Bag a 203% Windfall with This Biden Infrastructure Stock
“Roads? Where we’re going, we don’t need … roads.”
- Emmett “Doc” Brown, “Back to the Future.”
At the very end of the first “Back to the Future,” Doc Brown (actor Christopher Lloyd) brings his time-machine DeLorean back from “tomorrow,” and tells of a future where roads are obsolete – which is why his car is now able to fly.
Although the first installment of that trilogy hit the big screen way back in 1985, the “future” of the “Back to the Future” franchise predicted where cars can fly and roads are obsolete still hasn’t arrived.
We don’t have flying cars – but the electric vehicle (EV) revolution is in the offing.
And roads remain essential – a disconcerting reality given that the highway system here in America is crumbling, and has been pretty much since the first “Back to the Future” was playing in U.S. movie houses.
Fortunately, our “reality” is about to get better – thanks to the Biden Administration’s $2.25 trillion infrastructure plan. The White House wants to invest $174 billion to help build a nationwide network of 500,000 EV charging stations by 2030. And it’s outlined a $115 billion ante to bring America’s highways and bridges up to snuff.
As we promised in yesterday’s Total Wealth, the urgently needed highway fix-it plan is handing us a moneymaking opportunity we want to jump on right now.

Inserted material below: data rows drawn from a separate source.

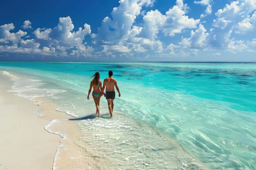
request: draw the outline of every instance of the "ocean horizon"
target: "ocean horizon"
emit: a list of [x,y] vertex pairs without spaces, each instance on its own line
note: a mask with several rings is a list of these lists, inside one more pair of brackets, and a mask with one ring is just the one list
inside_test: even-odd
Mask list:
[[[102,97],[99,119],[90,77],[109,70],[121,96],[111,119]],[[20,77],[11,91],[74,117],[111,169],[256,168],[254,62],[1,62],[0,71]]]

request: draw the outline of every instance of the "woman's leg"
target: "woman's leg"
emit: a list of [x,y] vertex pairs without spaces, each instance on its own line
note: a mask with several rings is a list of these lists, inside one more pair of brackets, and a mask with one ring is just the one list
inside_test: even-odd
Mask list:
[[98,114],[99,114],[99,117],[101,117],[101,114],[99,113],[99,101],[101,100],[101,97],[97,97],[97,99],[98,106],[99,107],[99,111],[98,112]]
[[94,100],[94,102],[95,103],[95,106],[96,106],[96,113],[97,112],[99,114],[99,117],[101,117],[101,115],[99,114],[99,104],[98,102],[98,97],[95,97],[92,95],[93,99]]

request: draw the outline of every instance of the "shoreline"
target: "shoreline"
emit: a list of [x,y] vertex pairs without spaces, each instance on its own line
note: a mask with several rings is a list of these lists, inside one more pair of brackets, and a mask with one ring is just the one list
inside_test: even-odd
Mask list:
[[52,169],[61,138],[44,129],[50,121],[32,113],[38,106],[7,91],[10,77],[0,80],[0,169]]
[[[0,121],[3,130],[1,135],[6,138],[4,135],[9,132],[8,128],[12,128],[14,133],[9,135],[12,137],[12,143],[0,141],[0,150],[4,150],[0,152],[0,169],[75,170],[82,167],[109,169],[108,161],[99,157],[93,148],[80,140],[78,122],[70,120],[74,117],[56,110],[58,106],[45,97],[29,100],[17,95],[17,93],[7,91],[11,89],[15,82],[11,81],[19,77],[4,71],[1,73],[0,106],[9,107],[2,112],[7,117],[1,115],[4,118]],[[8,98],[10,99],[9,105],[6,101]],[[13,121],[14,118],[16,121]],[[18,127],[20,122],[26,129]],[[26,135],[21,135],[24,134]],[[35,136],[37,140],[33,143]],[[17,137],[20,138],[19,141],[15,140]],[[22,145],[21,140],[24,141]],[[16,148],[13,148],[13,146]],[[31,150],[30,148],[33,149]],[[19,152],[21,150],[22,152]],[[35,161],[37,157],[43,158]]]

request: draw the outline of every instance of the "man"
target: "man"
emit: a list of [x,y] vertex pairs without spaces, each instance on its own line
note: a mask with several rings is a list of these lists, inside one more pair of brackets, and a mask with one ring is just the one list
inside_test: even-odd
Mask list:
[[121,96],[121,94],[119,91],[119,88],[117,86],[117,80],[113,78],[113,71],[110,71],[108,72],[108,77],[104,79],[103,82],[103,87],[101,93],[101,96],[104,93],[104,90],[105,87],[106,88],[106,99],[108,100],[108,110],[110,113],[110,117],[112,117],[113,113],[113,108],[114,108],[114,99],[115,97],[115,88],[116,87],[117,90],[118,92],[119,97]]

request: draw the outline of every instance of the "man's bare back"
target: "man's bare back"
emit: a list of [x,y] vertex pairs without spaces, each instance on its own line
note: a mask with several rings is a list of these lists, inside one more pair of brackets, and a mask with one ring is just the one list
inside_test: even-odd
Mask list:
[[[113,72],[109,71],[108,72],[108,77],[104,79],[103,82],[103,87],[102,87],[102,90],[101,96],[104,94],[104,96],[106,97],[106,99],[108,100],[108,109],[110,114],[110,117],[112,117],[112,113],[113,113],[113,109],[114,108],[114,99],[115,97],[115,87],[117,91],[118,92],[118,96],[120,97],[121,96],[121,94],[120,93],[119,88],[117,86],[117,80],[113,78],[112,76],[113,75]],[[104,90],[106,88],[106,94],[104,93]]]

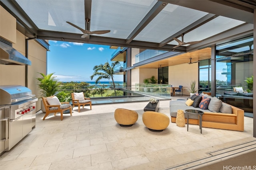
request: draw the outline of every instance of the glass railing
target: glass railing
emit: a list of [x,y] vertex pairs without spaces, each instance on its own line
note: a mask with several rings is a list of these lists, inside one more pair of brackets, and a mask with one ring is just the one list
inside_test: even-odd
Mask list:
[[124,68],[126,68],[126,64],[125,63],[121,63],[120,64],[116,66],[114,68],[114,71],[116,71],[120,70],[123,70]]
[[115,55],[116,55],[116,54],[117,54],[120,51],[122,51],[123,49],[124,49],[124,47],[118,47],[117,48],[117,49],[116,49],[112,54],[112,55],[111,55],[111,58],[112,58],[113,57],[114,57]]
[[168,52],[168,51],[147,49],[135,55],[135,63]]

The company we’re going to talk about right now is Granite Construction Inc. (NYSE:GVA), a Watsonville, California-based engineering firm that is definitely “America’s Infrastructure Specialist.” Granite is involved in all sorts of real-world projects – including roads, highways, bridges, tunnels, mass-transit facilities, airports, power-grid projects, and even water systems.
All of these business segments will see increased spending from the infrastructure bill, but roads and bridges will be among the biggest infrastructure-spending beneficiaries.
The transportation- infrastructure business accounts for about 75% of Granite’s revenue – meaning the company will be among the top beneficiaries.
But recent contract awards illustrate that Granite will compete for business in several other areas that will receive funding once Biden’s plan finally passes. The firm recently landed a deal to build a new railroad yard on 17 acres in the Port of Stockton. Granite is also working on a Columbus, Ohio, project that will reduce the amount of water that spills out of the sewer and storm-water systems and pollutes local creeks and rivers during the flooding seasons there.
The fact is that the COVID-19 pandemic hardly slowed Granite at all.
For 2020, Granite’s revenue rose 3.4% to $3.6 billion. And operating cash flow reached a record $268.5 million.
The upshot: Granite ended the year with a rock-solid balance sheet. Cash and marketable securities jumped 49.6%, and now stands at $639 million. Debt decreased 7% to $338.8 million in the most recent quarter.
That means the company approaches the Biden infrastructure opportunity with a lot of momentum already working in its favor.
And there’s more.
In today’s inflationary environment, Granite has a competitive advantage in that it’s somewhat vertically integrated: It controls its own mining-and-production facilities – meaning it has access to the asphalt, concrete, aggregates, specialty sands, and rock needed for the projects it will be targeting.
That gives it control over raw-material costs. But, just as important, it won’t have to compete against other companies in a bid for these all-important key ingredients.
Three Paths to Profit
Looking forward, the biggest near-term catalyst will come from work on roads and bridges. But its work with utility grids positions it to be a major, longer-term beneficiary of the EV Revolution.
According to current forecasts, earnings could jump nearly 140% from fiscal 2021 to fiscal 2022.
Granite currently trades at about $38. And there are three different target prices – each based on a different projection, but each of them representing a hefty upside from the current “Buy” price.
If Granite benefits from the avalanche of business emanating from the White House’s infrastructure push, you’re looking at a stock that could trade between $55 and $93 within the next year to 18 months. And a discounted-cash-flow (DCF) analysis points to an upside as high as $118.
Given those three scenarios, you’re looking at projected potential gains of 41%, 138%, or 203%.
And that’s a view of “tomorrow” I can really get behind.